Operating Systems 2014F: Tutorial 3

From Soma-notes

In this tutorial you will be playing with the scheduling simulators from the textbook. Please do as many of the following homework exercises as you can during the tutorial time. Note that you should expect to do simple scheduling calculations on the midterm, so now is your time to learn how to do them.

The scheduling simulators are all Python programs that can be run from the Linux command line (or other Python execution environment). There is a README accompanying each that explains how to run them, but the basic idea is that you can run them to create a scheduling problem and then (with the "-c" option) they give the solution to problem - thus you can check whether your answers are right!

The Python code and links to associated chapters are on the textbook's homework page.

Chapter 7, Scheduling Introduction

For these questions use scheduler.py (type "tar xzf HW-Scheduler.tgz" to extract).

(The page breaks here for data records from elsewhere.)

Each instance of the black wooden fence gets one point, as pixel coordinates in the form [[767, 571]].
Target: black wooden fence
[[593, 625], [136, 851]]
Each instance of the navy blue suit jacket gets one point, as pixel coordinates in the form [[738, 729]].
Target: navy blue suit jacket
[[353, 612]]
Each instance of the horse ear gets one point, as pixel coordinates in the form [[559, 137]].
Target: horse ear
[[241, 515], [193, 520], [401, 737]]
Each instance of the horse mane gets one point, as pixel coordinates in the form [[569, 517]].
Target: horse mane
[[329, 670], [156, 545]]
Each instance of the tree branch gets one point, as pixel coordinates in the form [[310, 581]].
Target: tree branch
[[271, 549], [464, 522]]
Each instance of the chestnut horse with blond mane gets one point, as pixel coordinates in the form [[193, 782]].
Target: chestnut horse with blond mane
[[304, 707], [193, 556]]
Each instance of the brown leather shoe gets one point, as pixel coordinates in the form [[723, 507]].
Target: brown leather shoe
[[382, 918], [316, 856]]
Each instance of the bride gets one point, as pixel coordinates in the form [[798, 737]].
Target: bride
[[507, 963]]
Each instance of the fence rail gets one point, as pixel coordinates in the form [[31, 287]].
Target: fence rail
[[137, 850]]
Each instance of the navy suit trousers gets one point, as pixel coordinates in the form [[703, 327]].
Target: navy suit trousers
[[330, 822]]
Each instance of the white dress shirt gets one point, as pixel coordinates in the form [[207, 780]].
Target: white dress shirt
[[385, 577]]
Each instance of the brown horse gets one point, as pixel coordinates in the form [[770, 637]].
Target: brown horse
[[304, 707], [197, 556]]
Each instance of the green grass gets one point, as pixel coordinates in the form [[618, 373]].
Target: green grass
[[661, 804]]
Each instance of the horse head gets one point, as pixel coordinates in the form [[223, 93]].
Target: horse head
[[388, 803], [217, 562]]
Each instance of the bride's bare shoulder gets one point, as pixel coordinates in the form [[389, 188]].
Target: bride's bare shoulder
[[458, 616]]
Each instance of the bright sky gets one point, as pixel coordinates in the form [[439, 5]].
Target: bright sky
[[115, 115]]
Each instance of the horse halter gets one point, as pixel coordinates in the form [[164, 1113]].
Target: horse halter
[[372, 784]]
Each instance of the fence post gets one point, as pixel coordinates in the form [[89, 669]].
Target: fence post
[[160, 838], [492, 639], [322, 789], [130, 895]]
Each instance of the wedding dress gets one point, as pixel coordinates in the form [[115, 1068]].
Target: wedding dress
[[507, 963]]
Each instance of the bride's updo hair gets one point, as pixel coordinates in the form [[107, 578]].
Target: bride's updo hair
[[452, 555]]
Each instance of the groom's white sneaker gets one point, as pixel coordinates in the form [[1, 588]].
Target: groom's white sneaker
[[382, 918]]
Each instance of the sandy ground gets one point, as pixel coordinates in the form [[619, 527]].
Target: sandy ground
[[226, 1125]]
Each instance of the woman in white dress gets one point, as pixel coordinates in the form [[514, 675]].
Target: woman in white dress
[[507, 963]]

  1. Compute the response time and turnaround time when running three jobs of length 200 with the SJF and FIFO schedulers.
  2. Now do the same but with jobs of different lengths: 100, 200, and 300.
  3. Now do the same, but also with the RR scheduler and a time-slice of 1.
  4. For what types of workloads does SJF deliver the same turnaround times as FIFO?
  5. For what types of workloads and quantum lengths does SJF deliver the same response times as RR?
  6. What happens to response time with SJF as job lengths increase? Can you use the simulator to demonstrate the trend?
  7. What happens to response time with RR as quantum lengths increase? Can you write an equation that gives the worst-case response time, given N jobs?